Horn suggests: Pleasantly surprise your listeners (who have heard and seen it all before) by opening with three unexpected "Did you know?" questions pertinent to your cause. Is there some new research? Are there startling statistics that address the problem you're solving or the need you are meeting? Has there been a dramatic increase in the demographic you are serving?
Link the word "imagine" to three aspects of your program/service that is solving that problem. This helps people picture what you are proposing. Then bridge with "You don't have to imagine it, we're doing it..." and then introduce social proof so they know this isn't speculative; it's a done deal.
Jump right in. Do not bore your audience with perfunctory remarks. No, "Thank you for asking me here," Horn advises, "In this day and age of instant gratification, you will already have lost the hearts and minds of your audience if you start with ... INFObesity. Instead, introduce something startlingly relevant that gets people's eyebrows up. Reference a recent study that indicates the urgency of this situation. Cite a respected expert who testifies to your proven track record."
The single best thing you can do to make your pitch, presentation, commercial or communication win buy -- in for what you care about -- is to deliver what Horn calls a 5C pitch -- Clear. Compelling. Current. Competitive Edge. Commercially -- viable.
In this 90 second video Sam Horn explains how to POP an elevator speech about what you do.
2. Make it easy by adding the word "because." Harvard social psychologist Ellen Langer found that simply adding a reason for a request increased your chances of getting a "YES" to 94 percent.
Ask your board members, "Can you imagine what might happen if we doubled our donations this year? What would that mean to the organization, specifically? What tangible benefits might it provide?"
They might list things like: Be able to serve 500 more people this year. Add 2 new staff members. Finish building the auditorium by the beginning of the school year. Etc.
Now, they are not talking about money. They are talking about the needs that would be met, which helps your board members relax. It takes the pressure off.
Asking for money requires making requests of other people. If your board members are not clear on the "because," their fear pops up ("Oh no.
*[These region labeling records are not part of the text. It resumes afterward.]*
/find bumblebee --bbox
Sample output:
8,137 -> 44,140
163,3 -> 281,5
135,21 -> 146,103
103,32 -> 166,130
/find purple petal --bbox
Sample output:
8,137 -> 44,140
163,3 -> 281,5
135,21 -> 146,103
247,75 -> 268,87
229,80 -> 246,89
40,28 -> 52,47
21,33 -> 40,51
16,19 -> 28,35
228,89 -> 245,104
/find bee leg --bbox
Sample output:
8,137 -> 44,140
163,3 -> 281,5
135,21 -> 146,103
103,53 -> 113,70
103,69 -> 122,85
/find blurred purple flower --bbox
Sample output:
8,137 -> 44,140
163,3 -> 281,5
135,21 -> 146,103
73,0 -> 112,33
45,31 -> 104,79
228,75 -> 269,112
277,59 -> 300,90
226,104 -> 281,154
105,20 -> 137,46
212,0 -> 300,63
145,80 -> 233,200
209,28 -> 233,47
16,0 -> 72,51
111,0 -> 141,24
I can't do this.") All board members are capable of asking from the heart, but only after they are clear about what the money will mean to the organization.
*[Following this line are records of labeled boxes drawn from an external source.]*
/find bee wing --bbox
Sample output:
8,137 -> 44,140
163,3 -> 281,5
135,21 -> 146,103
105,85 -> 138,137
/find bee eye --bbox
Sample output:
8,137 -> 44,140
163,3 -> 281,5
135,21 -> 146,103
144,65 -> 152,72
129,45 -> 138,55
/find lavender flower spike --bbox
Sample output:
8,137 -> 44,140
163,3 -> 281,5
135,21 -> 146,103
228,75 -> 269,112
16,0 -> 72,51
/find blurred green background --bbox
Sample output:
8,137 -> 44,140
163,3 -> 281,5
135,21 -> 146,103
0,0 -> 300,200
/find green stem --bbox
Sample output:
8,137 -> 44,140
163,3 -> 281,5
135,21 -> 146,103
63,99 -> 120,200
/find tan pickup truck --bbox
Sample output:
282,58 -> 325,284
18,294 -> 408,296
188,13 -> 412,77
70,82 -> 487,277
3. Be sure your board members know the specific stories of some of the individuals you've helped. Who is your audience? How are their lives better because of your organization's services? Before your board members ask for money, they need to know exactly how it's going to be allocated. It's much easier to ask for money when you can tell donors how their contributions will be put to good use.
For many, the money conversation is threatening. It doesn't need to be. You can relieve the pressure by being clear about the good the money will do. If your board members present it authentically and clearly, it's a win for everyone.
Research has found that when people are faced with difficult tasks, if they talk out loud about it, they don't give up. They don't quit. Keep your board engaged and willing to try again, even if they don't succeed immediately. Read about the research and how to apply it here.
The "money milk" conversations don't have to turn sour. If you have board members who, in the past, were reluctant to ask for money, share these fresh tips. They'll take pride in representing an organization that does so much good, and they can feel comfortable asking others to financially support it. Simply put: Raise your board's confidence and enthusiasm, and they will raise more money.